Contestants who were part of the top 20, eliminated in the preliminary meeting on February 6, 2012 are in color.

| Contestant | Age | Height | Hometown |
|---|---|---|---|
| Maricely González Pomares | 22 | 1.73 m (5 ft 8 in) | Ciudad de Panamá |
| Yinela Yohan Yero | 21 | 1.80 m (5 ft 10+3⁄4 in) | Ciudad de Panamá |
| Nathalia Tamayo Dominici | 24 | 1.75 m (5 ft 9 in) | Ciudad de Panamá |
| Nabil González Lozano | 22 | 1.72 m (5 ft 7+3⁄4 in) | Ciudad de Panamá |
| Elissa Estrada | 19 | 1.72 m (5 ft 7+3⁄4 in) | Ciudad de Panamá |
| Karen Elena Jordán Beitia | 20 | 1.75 m (5 ft 9 in) | David |
| Astrid Caballero | 21 | 1.82 m (5 ft 11+3⁄4 in) | Ciudad de Panamá |
| Carolina Angulo | 21 | 1.70 m (5 ft 7 in) | Ciudad de Panamá |
| Darling Pinto | 18 | 1.70 m (5 ft 7 in) | Darién |
| Claudia Elena De León | 19 | 1.70 m (5 ft 7 in) | Coclé |
| Nereyda Moreno | 21 | 1.70 m (5 ft 7 in) | Herrera |
| Milagros Guadalupe Ramos Castro | 24 | 1.70 m (5 ft 7 in) | Los Santos |
| Dania María Vergara | 27 | 1.77 m (5 ft 9+3⁄4 in) | Los Santos |
| Michelle Marie Dudley | 18 | 1.70 m (5 ft 7 in) | Ciudad de Panamá |
| Melibeth Escurra | 19 | 1.70 m (5 ft 7 in) | Ciudad de Panamá |
| Heidy Choy | 20 | 1.70 m (5 ft 7 in) | Ciudad de Panamá |
| Ana Lorena Ibañez Carles | 25 | 1.74 m (5 ft 8+1⁄2 in) | Coclé |
| Daniela Moreno | 26 | 1.70 m (5 ft 7 in) | Ciudad de Panamá |
| Stephanie Vander Werf | 25 | 1.78 m (5 ft 10 in) | Ciudad de Panamá |
| Milagros Abrego | 21 | 1.70 m (5 ft 7 in) | Ciudad de Panamá |

==Election schedule==

- Monday February 6 presentation Show.
- Monday March 5 competition National Costume.
- Friday March 30 Final night, coronation Miss Panamá 2012.

==Candidates notes==
- Maricely González Pomares was Miss Tourism International Panamá 2010 and participate in the Miss Tourism International 2010 in Malaysia.
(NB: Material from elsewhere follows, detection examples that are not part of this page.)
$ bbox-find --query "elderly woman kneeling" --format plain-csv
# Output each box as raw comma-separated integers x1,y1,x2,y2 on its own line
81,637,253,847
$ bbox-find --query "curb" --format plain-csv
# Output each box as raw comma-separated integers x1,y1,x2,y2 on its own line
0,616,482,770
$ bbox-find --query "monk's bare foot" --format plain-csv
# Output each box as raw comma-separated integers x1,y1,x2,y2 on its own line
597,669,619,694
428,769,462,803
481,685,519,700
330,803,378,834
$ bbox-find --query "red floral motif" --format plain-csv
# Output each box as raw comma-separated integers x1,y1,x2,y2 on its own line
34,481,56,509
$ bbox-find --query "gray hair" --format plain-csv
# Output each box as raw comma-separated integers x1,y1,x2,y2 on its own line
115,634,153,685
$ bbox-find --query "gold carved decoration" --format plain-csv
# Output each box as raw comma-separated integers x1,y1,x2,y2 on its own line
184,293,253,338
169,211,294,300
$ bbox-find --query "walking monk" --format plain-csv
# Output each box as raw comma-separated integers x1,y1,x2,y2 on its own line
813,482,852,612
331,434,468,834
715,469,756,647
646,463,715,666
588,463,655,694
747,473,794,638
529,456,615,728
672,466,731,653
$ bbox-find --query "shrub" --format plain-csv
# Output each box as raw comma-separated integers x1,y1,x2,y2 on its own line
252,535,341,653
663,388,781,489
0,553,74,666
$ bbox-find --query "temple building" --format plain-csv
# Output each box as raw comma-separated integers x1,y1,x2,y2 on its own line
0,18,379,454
She was Semi-finalists (top 20).
- Yinela Yohan Yero was the Carnival Panamá City queen in 2011.
- Natalia Tamayo Dominici participate in Elite Model Look Panamá, Chico & Chica Modelo (modeling search), Reign Costa Maya International, Miss World Business in Colombia and the International Queen of Carnival in Ecuador.
- Nabil González was Miss Atlantic Panamá 2009 and participate in the Miss Atlántico Internacional 2009 in Montevideo, Uruguay.
- Elissa Estrada participate in the 2007 Miss Teen América Panamá where she was 1st runner and the Ford Super Model of the World in São Paulo, Brazil where she won.
- Karen Jordan participate in the national pageant Miss Mundo Panamá 2010, the International Queen of Coffee in Manizales, Colombia, the Chica Avon 2010, Miss Model of the World Panamá 2011 and Miss Asia Pacific 2011 in South Korea.
- Astrid Caballero participate in the Miss Teen América Panamá 2009 (second runner up), and later in the Miss Mundo Panamá 2010.
- Carolina Angulo in 2010 participate in Miss Tourism Queen Panamá 2010 and Chica Avon 2010.
- Claudia De León 2010 Ellas Fotogenica and Chica Avon 2010.
- Melibeth Escurra participate in the national pageant Miss Atlantic Panamá 2011.
- Heidy Choy was Reina China Panamá and won the World Miss University Panamá.
- Daniela Moreno was Miss Hawaiian Tropic Panamá and participate in Miss Hawaiian Tropic Internacional in Oahu Hawaii (top 10).
- Milagros Abrego participate in the Miss Mesoamérica Internacional 2011 in Guatemala.

==International participation==
- Maricely González Pomares was quarter-finalist (Top 30) at Miss World 2012 and place Top 5 in Miss World Talent.
- Astrid Caballero was appointed as Miss Intercontinental Panama, so giving her the right to represent Panama in Miss Intercontinental 2012 in Aachen, Germany.

==Relationship with other contests==
- Elissa Estrada was elected as Miss Supranational Panama by the Miss Supranational Panama Organization, she placed in the top 10 finalist and was elected as Miss Supranational Americas, contest held in Warsaw, Poland on September 14, 2012.